Tinha lido sobre um Banco onde ninguém se senta no Viaduto Pacheco Pereira e lá fui investigar e a pergunta impõe-se:

O que faz um banco no meio do nada, entre uma arriba e uma das estradas mais movimentadas de Lisboa?

Quem passa pelo Viaduto Duarte Pacheco, antes de chegar às bombas de gasolina das Amoreiras, já teve ter feito essa pergunta várias vezes, a olhar para este mobiliário urbano, virado para a parede como estivesse de castigo. Para que serve o banco afinal?

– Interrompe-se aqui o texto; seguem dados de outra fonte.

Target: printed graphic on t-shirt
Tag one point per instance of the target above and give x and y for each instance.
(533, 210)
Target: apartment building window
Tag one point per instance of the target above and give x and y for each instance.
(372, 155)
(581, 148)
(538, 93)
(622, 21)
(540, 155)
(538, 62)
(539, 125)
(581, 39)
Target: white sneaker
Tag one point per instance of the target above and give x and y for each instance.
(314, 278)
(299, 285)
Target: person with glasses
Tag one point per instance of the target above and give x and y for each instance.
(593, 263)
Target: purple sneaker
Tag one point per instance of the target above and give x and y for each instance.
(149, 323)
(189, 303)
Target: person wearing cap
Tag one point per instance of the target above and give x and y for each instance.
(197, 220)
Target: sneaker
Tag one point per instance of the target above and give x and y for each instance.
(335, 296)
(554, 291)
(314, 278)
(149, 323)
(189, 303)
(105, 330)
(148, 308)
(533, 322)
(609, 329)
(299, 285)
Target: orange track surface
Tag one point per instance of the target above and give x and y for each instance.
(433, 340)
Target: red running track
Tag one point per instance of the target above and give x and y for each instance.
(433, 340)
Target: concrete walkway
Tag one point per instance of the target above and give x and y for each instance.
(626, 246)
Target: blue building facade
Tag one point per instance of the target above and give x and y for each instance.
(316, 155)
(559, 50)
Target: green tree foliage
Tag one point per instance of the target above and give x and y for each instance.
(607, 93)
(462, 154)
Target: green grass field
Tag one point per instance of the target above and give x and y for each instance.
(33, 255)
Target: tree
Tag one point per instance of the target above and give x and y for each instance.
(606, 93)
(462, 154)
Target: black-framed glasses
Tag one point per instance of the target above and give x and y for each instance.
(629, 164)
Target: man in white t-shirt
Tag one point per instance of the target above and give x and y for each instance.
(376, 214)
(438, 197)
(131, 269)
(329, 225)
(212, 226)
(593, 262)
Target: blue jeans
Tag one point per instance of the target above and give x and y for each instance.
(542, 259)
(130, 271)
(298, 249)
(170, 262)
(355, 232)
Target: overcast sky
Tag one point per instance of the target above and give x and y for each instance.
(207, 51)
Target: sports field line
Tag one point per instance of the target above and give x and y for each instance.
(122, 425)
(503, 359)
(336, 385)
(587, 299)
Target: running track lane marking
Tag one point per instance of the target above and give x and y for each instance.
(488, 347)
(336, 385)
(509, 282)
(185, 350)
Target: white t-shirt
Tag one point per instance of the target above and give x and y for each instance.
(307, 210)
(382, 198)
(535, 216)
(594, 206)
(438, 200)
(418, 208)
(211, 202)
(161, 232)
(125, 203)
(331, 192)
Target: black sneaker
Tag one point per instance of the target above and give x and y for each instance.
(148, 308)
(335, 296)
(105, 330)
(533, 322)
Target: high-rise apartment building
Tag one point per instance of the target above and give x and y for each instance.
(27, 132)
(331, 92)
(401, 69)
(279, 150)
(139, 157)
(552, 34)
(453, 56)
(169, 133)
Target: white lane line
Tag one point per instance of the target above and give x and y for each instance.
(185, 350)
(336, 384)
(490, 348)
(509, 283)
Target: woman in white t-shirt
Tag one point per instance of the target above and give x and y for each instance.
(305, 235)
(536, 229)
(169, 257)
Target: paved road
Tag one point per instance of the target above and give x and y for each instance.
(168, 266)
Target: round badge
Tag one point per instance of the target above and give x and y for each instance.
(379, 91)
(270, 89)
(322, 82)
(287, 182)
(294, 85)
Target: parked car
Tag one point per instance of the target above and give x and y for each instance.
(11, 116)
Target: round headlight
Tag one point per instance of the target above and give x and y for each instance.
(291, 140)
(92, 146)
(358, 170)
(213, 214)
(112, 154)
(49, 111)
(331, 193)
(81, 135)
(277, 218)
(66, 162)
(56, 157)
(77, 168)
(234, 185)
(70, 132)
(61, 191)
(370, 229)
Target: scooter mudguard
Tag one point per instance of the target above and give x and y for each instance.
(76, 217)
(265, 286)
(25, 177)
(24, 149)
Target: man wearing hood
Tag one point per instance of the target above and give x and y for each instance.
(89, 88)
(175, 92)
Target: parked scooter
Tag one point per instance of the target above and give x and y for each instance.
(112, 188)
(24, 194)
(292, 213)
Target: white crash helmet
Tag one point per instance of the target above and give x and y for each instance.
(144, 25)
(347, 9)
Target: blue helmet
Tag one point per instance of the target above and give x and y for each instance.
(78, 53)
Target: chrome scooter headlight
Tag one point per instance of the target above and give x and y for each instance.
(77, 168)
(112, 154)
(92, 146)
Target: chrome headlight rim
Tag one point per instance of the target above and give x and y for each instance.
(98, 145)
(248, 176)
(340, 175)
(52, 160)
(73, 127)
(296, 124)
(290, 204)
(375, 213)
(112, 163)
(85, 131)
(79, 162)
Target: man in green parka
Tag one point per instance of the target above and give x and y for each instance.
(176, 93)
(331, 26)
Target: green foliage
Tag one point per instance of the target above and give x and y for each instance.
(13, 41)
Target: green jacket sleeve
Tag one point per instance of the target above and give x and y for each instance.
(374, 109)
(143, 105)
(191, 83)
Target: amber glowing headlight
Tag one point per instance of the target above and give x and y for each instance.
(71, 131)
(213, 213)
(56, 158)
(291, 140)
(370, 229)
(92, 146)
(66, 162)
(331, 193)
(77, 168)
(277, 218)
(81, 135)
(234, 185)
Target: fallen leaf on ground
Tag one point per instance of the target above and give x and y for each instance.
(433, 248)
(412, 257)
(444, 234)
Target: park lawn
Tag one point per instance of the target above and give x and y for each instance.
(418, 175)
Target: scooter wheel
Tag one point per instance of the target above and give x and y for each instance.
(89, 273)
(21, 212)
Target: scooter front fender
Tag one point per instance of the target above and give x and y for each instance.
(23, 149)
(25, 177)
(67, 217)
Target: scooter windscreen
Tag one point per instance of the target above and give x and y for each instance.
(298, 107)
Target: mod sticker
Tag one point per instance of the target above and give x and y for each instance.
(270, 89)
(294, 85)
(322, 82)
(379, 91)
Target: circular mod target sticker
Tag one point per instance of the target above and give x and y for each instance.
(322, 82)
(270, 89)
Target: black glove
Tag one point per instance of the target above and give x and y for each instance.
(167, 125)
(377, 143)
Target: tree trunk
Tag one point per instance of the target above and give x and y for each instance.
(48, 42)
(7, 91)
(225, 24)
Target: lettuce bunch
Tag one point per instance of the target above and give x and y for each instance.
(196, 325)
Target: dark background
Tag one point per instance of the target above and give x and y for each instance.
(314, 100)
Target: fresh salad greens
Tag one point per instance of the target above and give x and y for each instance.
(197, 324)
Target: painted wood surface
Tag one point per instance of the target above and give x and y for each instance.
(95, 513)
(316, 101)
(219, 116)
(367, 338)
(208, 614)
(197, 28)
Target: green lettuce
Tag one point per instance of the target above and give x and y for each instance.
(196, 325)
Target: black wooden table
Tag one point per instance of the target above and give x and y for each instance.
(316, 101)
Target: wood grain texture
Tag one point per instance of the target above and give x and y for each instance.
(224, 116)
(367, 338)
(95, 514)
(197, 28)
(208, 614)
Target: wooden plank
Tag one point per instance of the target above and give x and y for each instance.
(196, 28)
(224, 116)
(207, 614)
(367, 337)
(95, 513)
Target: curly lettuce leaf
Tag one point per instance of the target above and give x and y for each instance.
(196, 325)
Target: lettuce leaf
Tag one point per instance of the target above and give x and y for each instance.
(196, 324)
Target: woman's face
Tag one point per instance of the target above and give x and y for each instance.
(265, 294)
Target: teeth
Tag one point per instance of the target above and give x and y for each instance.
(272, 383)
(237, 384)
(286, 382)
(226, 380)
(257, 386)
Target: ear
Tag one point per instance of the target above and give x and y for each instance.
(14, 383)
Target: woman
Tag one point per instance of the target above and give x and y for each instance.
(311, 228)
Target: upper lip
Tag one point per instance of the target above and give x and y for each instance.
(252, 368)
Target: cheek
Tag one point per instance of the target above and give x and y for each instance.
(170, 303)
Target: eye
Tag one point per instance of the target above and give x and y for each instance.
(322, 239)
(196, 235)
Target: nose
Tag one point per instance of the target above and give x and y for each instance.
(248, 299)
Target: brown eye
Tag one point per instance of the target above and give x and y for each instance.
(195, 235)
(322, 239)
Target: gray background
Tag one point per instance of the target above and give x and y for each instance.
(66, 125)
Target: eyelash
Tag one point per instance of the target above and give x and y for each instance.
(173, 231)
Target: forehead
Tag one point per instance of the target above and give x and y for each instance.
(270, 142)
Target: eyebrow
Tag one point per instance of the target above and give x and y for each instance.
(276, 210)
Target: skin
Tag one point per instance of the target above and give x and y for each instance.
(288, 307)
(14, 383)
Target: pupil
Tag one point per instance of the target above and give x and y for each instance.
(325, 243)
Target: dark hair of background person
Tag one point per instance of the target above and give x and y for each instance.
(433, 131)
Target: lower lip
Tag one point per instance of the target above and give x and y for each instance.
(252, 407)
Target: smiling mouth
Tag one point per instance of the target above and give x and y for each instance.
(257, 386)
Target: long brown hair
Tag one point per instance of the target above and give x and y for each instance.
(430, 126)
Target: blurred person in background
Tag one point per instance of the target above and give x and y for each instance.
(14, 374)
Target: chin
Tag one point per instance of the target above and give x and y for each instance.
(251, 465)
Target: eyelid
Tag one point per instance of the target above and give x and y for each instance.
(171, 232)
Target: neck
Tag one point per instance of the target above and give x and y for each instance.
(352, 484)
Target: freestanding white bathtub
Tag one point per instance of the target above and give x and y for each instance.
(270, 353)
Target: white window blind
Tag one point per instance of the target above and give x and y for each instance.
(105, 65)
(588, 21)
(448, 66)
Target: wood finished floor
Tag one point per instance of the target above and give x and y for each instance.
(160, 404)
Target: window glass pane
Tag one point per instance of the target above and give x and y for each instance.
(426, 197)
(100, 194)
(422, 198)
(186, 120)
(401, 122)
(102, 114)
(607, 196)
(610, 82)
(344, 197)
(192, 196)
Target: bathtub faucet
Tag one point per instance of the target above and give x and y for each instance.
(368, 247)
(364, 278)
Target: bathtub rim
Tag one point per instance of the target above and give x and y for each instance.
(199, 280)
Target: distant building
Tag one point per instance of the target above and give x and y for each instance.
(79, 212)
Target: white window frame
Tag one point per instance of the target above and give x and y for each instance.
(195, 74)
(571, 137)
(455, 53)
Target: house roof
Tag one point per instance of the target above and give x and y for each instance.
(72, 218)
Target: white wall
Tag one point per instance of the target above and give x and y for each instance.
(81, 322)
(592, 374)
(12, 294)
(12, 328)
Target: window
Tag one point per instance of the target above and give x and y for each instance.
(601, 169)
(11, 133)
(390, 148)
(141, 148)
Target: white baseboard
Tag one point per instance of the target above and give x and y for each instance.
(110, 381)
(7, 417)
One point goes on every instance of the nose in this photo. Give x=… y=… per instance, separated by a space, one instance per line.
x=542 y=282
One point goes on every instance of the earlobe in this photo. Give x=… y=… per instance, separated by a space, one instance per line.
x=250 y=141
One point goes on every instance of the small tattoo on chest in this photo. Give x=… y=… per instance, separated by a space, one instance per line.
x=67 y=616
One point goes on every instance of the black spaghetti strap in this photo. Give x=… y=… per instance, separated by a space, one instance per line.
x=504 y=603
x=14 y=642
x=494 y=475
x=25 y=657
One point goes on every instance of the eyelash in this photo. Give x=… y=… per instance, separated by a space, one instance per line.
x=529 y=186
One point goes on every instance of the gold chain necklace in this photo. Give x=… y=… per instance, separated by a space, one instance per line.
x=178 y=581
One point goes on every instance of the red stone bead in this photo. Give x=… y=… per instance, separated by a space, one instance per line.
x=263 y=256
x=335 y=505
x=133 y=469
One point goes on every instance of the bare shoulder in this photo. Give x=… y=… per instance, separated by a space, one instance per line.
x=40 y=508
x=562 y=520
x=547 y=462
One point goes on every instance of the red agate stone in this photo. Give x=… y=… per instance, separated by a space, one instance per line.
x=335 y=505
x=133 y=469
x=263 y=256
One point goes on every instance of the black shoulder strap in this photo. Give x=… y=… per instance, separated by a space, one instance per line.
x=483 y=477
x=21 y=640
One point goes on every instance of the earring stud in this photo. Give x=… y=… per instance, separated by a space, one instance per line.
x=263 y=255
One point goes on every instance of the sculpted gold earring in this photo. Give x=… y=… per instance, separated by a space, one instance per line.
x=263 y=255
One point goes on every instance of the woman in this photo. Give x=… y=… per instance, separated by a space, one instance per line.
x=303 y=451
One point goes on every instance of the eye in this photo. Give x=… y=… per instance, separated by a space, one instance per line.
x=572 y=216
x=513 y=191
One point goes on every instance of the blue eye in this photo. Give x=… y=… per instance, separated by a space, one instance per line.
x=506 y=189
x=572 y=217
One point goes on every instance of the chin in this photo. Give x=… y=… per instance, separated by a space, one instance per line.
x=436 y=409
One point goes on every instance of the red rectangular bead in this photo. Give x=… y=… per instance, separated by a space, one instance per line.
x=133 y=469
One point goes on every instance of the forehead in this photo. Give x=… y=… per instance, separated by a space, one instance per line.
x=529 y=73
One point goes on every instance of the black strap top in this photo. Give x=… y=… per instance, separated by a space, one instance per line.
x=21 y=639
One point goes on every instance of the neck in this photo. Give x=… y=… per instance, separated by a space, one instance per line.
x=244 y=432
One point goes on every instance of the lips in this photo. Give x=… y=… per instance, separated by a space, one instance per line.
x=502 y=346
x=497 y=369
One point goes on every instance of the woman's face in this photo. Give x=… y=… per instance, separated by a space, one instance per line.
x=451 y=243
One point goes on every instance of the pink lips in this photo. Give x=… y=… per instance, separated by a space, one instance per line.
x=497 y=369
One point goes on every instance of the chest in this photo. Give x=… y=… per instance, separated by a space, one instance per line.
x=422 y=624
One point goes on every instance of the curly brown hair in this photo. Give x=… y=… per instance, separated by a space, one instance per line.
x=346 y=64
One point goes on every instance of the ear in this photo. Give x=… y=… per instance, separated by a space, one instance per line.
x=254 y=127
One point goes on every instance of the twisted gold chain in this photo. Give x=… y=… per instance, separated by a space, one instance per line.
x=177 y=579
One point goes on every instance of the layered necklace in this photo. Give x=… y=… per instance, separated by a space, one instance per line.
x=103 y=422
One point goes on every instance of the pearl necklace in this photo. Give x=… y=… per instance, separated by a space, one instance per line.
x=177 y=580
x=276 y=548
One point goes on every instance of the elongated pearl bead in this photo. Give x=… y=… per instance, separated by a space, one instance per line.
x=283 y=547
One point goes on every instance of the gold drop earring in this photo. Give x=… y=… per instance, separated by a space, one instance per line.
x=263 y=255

É simples: para sentar. Quem? As pessoas que vieram passear para esta zona semi-ajardinada entre uma estrada de seis faixas e uma escarpa.

E por que raio alguém há de querer vir passear para uma zona verde entre uma via rápida e um calhau?

Por causa do calhau. E temos de recuar 97 milhões de anos atrás, altura em que o mar chegava ali. Vivia-se no entusiasmante Cretáceo Superior, antes do alcatrão, das ervas daninhas e do nosso querido banco de jardim.

É que naquele preciso local fica um dos 15 Geo-Monumentos de Lisboa . Para assinalar este geomonumento junto ao Viaduto Duarte Pacheco foi colocado ali ao lado um marco e… um banco.

É verdade que ninguém se senta nele mas, afinal, tem uma razão de ser. Está desvendado o mistério.